Inhibition of MIC current by internal polyvalent cations and NH₄ ⁺. RBL cells with standard internal solution and 2 Ca²⁺ external solution. All current amplitudes were measured at +85 mV during voltage ramp stimuli. (A) Time course of I_MIC development during whole-cell recording and dialysis with 10 mM EDTA. Outward MIC current amplitude is plotted against time after break-in. The inset shows I-V relations obtained at break-in and after 10 min of recording. (B) The time course of inhibition of preactivated MIC current by La³⁺ (top). The pipette solution contained 1 mM EDTA + 3 mM La³⁺. The inset shows the I-V relation at break-in and after complete inhibition. The bottom panel shows the time course of inhibition of preactivated MIC current by spermine. The pipette solution contained 10 mM EDTA + 5 mM spermine. The inset shows I-V relations obtained at break-in and after complete inhibition. (C) Maximal current densities with control (1 mM, n = 5 cells) or 10 mM EDTA (n = 3) solutions and with solutions containing inhibitory cations. The cation concentrations in mM were: 5 Ca²⁺ (n = 5); 3 La³⁺ (n = 8); 8 putrescine (n = 4); 5 spermidine (n = 5); 4 spermine (n = 5); 6 neomycin (n = 5); 4 polylysine (n = 6); 112 NH₄ ⁺ (n = 5). *, P < 0.005 compared with controls in 1 or 10 mM EDTA. **, P = 0.16.

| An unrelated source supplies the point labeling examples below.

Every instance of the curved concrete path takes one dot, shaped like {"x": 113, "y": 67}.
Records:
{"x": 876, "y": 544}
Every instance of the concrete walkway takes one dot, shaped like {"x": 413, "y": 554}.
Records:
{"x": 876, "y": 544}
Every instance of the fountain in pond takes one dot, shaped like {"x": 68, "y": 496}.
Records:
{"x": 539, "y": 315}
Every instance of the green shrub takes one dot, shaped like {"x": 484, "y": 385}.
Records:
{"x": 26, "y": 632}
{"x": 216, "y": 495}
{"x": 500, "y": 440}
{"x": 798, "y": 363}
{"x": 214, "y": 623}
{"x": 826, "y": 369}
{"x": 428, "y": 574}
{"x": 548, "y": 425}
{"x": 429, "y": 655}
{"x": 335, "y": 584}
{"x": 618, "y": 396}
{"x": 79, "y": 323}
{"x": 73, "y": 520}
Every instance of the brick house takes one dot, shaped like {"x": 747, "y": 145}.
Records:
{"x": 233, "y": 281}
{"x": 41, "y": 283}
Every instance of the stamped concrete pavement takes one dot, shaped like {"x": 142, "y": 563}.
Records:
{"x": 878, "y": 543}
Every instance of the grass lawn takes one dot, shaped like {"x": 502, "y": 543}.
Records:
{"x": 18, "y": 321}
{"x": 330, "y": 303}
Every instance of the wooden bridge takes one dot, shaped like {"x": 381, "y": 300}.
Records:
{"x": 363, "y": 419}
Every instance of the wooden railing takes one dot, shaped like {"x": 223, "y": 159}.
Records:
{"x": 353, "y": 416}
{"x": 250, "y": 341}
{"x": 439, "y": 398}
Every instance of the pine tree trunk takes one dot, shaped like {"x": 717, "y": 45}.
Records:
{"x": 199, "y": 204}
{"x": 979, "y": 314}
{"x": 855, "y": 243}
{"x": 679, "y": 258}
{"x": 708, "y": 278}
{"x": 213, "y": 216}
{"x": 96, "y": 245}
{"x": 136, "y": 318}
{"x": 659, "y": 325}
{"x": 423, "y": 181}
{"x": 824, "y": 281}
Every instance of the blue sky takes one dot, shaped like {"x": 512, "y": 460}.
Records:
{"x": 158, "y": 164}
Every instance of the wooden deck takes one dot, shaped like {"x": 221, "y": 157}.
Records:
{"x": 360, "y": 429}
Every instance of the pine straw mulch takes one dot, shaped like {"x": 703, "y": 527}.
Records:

Effect of external NH₄ ⁺ on MIC current in the absence of internal Mg²⁺: recovery from rundown. RBL cells in 2 Ca²⁺ external solution with 12 mM EGTA internal solution. (A) MIC current was allowed to develop, and I-V plots obtained at break-in and after the current was fully developed (shown in red color). NH₄ ⁺ at varying concentrations (20 mM, 81 mM, and 162 mM) was applied subsequently and I-V plots are shown. Note the inward current activated in external NH₄ ⁺-containing solution. (B) Rapid application of 81 mM NH₄ ⁺ causes reversible slow potentiation of the MIC current. (C) MIC current development and rundown. 12 mM EGTA, 100 μM MgCl₂ internal solution, [Mg²⁺]_free = 54 μM. 81 mM NH₄ ⁺ applied after rundown resulted in recovery of I_MIC. (D) Dependence of MIC current rundown on Mg²⁺ and neomycin. Current amplitude (+85 mV) was obtained 30 min (I_{30 min}) after break-in, divided by maximal amplitude (I_max) in the same cell, and the ratio plotted for 12 mM EGTA (free Mg²⁺ = 54 μM; n = 10 cells), 12 mM EGTA + 0.2 mM EDTA (free Mg²⁺ = 2 μM, n = 5), 8 mM EGTA + 4 mM EDTA (free Mg²⁺ = 52 nM, n = 7) and 10 mM EDTA+ 500 μM neomycin (n = 3) internal solutions. *, P < 0.005 compared with the value for 2 μM free Mg²⁺.